Марко не возражал. Да, надо показать! Пек - он же, в самом деле, не только журналист, но и археолог. Вдруг раскроет какую-то тайну? Тайна была, Марко чувствовал это всё сильнее.

- Только я схожу домой. Одной плюшкой сыт не будешь…

Дома ему влетело от сестры. Она взялась за Марко прямо на пороге.

- Где тебя носит?! По всему берегу из пушек палят, а ты…

- Не по берегу, а только по мне. И не попали.

- Зато я сейчас попаду… - В руках у Евгении был рисовый веник. - Совести у тебя нет! Мама чуть с ума не сошла… Ну-ка, поворачивайся!

- Спятила, да? Ай… Ну, только не черенок!.. Мама, чего она! Я голодный, а тут вместо обеда дамская агрессия!

- Мало тебе ещё, - сказала мама из кухни с облегчением. - Агрессия… Уху греть или будешь холодную?

ПЕКАРЬ

Встретиться с Пекарем в тот день не удалось. Когда пришли на двор Тарасенковых, дед сказа что квартирант с утра укатил куда-то на тарахтелке. Тарахтелка - это был мопед, который Пекарь прямо здесь, в посёлке, собрал из всякого утиля. Он был мастер на все руки.

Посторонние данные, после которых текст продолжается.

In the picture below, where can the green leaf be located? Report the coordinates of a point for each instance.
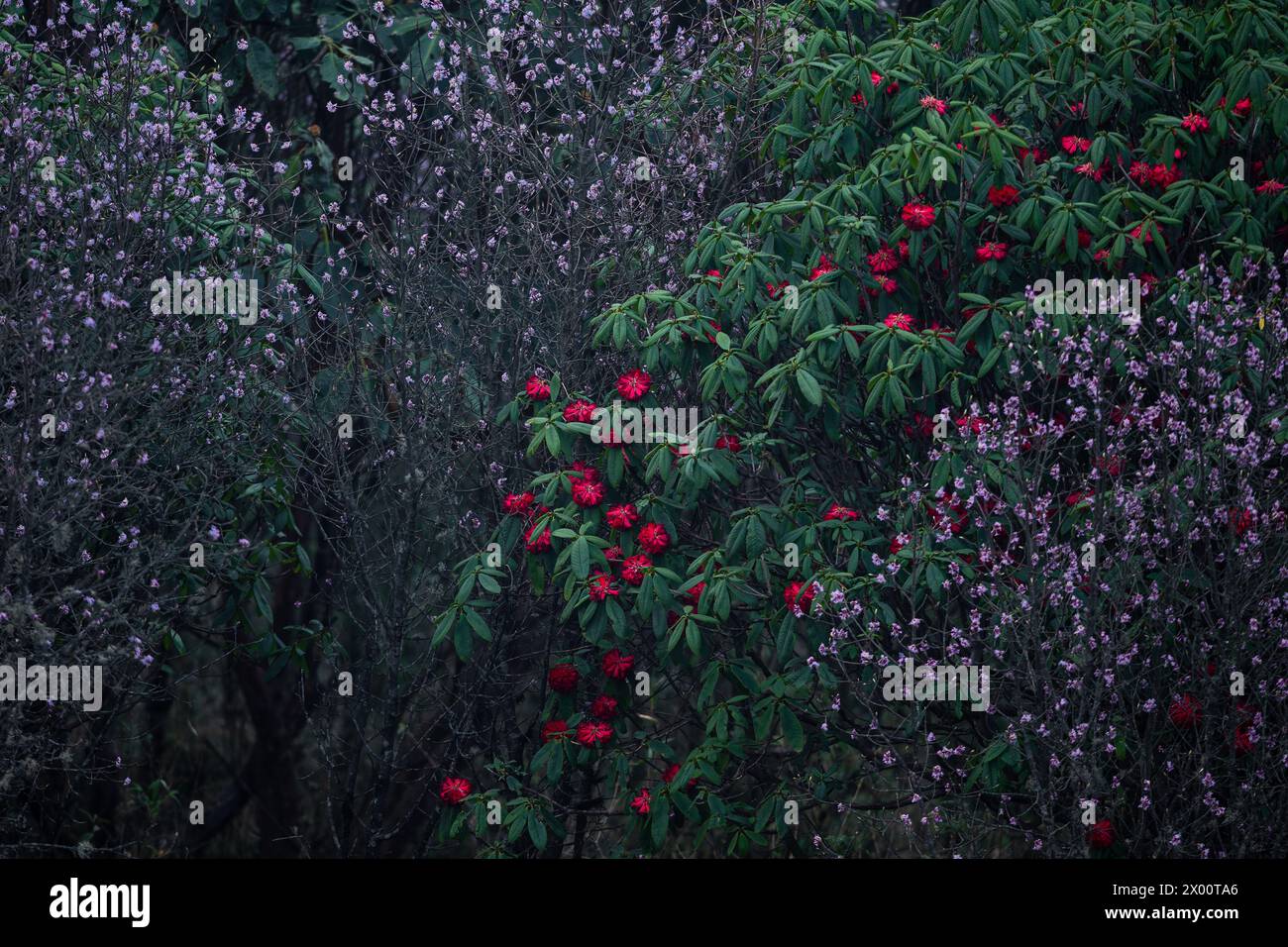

Имя у него было Никанор, фамилия - Кротов-Забуданский (так он сам говорил; возможно, дурачился). А прозвище Пекарь получил Никанор за внешность альбиноса. Был он длинный и тощий, как Тиль Уленшпигель (про которого Марко прочитал в столице замечательную книгу) и весь будто посыпанный мукой. Южный загар к нему не приставал. Длинные растрёпанные волосы белые, как у здешних мальчишек, но не от солнца, а "от природы". Соседская, тоскующая по женихам девица Изабелла Пущик сказала про него частушку - она слышала её от бабушки, живущей в северной Вятской губернии.

- Ох-ох, не дай бог
С пекарями знаться -
Руки в тесте, нос в муке,
Лезут целоваться.

Целоваться ни к Изабелле, ни к её подружкам Никанор не лез, у него хватало других дел. И. видимо, за это девицы подхватили прозвище, разнесли по Фонарям. И оно приклеилось. Никанор был не против. Тем более, что скоро "Пекарь" сократился до "Пека".

Пек постоянно ходил в широченной, разорванной на плече тельняшке, в обрезанных джинсах с бахромой у колен. В пляжных шлёпанцах. Всегда с неунывающим лицом. Лицо было очень худое, но с разлапистым носом и широким ртом. С бледно-синими глазами в белёсых ресницах. С таким же белёсым пушком на подбородке. Можно было бы подумать: совсем простецкий парень, если бы не его звания доцента, корреспондента и какого-то там "референта".